The supporting cast is just as good.  Dwayne Johnson and Samuel L. Jackson play the stereotypical super cops who Allen and Terry idolize, and they feel like they've stepped in from another much dumber movie, which is absolutely pitch perfect.  Rob Riggle and Damon Wayans Jr. play a rival pair of detectives in the precinct, and just like Allen and Terry, they're determined to step up and be the main guys when Johnson and Jackson are put out of commission.  And most delightfully, Michael Keaton plays Captain Gene Mauch, Terry and Allen's supervisor, and between his moonlighting at Bed Bath & Beyond and his fondness for TLC lyrics, he's really not any police captain I've seen in one of these films before.  It's been a great year for Keaton, between this and "Toy Story 3," a real reminder of just how laser-sharp his timing is, and how great he can be at bringing a character to life.  Steve Coogan has the most thankless job in the film, and he manages to make his bad guy role, burdened with most of the plot mechanics, into a lovely lesson in smarm.  Even in small roles, guys like Bobby Cannavale and Rob Huebel come in and kill it.

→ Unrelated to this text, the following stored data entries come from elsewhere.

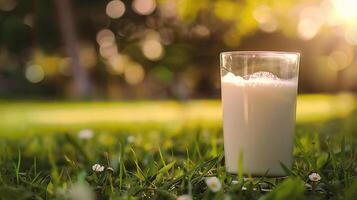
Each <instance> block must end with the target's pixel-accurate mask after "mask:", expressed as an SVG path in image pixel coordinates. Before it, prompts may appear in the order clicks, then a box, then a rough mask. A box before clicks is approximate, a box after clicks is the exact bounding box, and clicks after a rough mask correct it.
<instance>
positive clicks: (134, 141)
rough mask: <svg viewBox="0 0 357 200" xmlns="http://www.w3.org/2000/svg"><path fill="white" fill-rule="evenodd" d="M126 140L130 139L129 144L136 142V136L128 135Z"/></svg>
mask: <svg viewBox="0 0 357 200" xmlns="http://www.w3.org/2000/svg"><path fill="white" fill-rule="evenodd" d="M126 140H127V141H128V143H129V144H131V143H134V142H135V136H132V135H130V136H128V138H126Z"/></svg>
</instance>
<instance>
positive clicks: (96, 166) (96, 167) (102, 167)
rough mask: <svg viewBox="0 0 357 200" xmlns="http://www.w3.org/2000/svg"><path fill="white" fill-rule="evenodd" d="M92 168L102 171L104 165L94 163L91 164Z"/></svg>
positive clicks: (94, 170)
mask: <svg viewBox="0 0 357 200" xmlns="http://www.w3.org/2000/svg"><path fill="white" fill-rule="evenodd" d="M92 170H93V171H95V172H102V171H103V170H104V166H101V165H100V164H94V165H93V166H92Z"/></svg>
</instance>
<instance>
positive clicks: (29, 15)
mask: <svg viewBox="0 0 357 200" xmlns="http://www.w3.org/2000/svg"><path fill="white" fill-rule="evenodd" d="M24 24H26V25H27V26H29V27H33V16H32V14H27V15H26V16H25V17H24Z"/></svg>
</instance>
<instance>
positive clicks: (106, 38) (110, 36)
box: [96, 29, 115, 45]
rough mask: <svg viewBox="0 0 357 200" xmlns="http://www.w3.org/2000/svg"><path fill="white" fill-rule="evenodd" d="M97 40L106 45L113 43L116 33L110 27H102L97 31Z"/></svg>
mask: <svg viewBox="0 0 357 200" xmlns="http://www.w3.org/2000/svg"><path fill="white" fill-rule="evenodd" d="M96 40H97V42H98V44H99V45H104V44H106V43H108V44H112V43H114V42H115V35H114V33H113V32H112V31H111V30H109V29H102V30H100V31H99V32H98V33H97V38H96Z"/></svg>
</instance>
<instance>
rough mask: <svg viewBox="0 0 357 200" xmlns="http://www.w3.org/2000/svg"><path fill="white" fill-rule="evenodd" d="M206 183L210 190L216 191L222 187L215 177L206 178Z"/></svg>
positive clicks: (206, 184) (220, 189)
mask: <svg viewBox="0 0 357 200" xmlns="http://www.w3.org/2000/svg"><path fill="white" fill-rule="evenodd" d="M205 181H206V185H207V186H208V188H209V189H210V190H211V191H212V192H218V191H219V190H221V188H222V184H221V182H220V181H219V179H218V178H217V177H209V178H206V180H205Z"/></svg>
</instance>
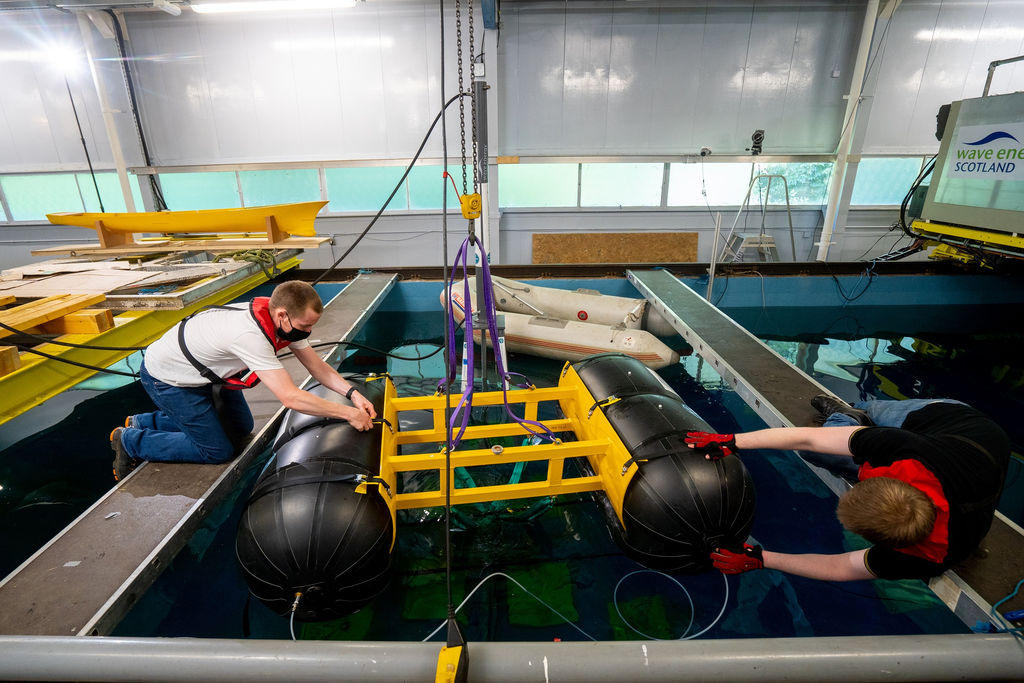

And keep an eye out for McKay's cameo.  Carefully, or you might end up in a soup kitchen with Dirty Mike and the Boys, and that would be very, very unfortunate.

"The Other Guys" will not teach you anything.  It will not better you as a human being.  What it will do is make you laugh very, very hard for just shy of two hours, which is exactly what I wanted from it.  By that standard, "The Other Guys" is one of the best films of the summer.

"The Other Guys" opens everywhere August 6.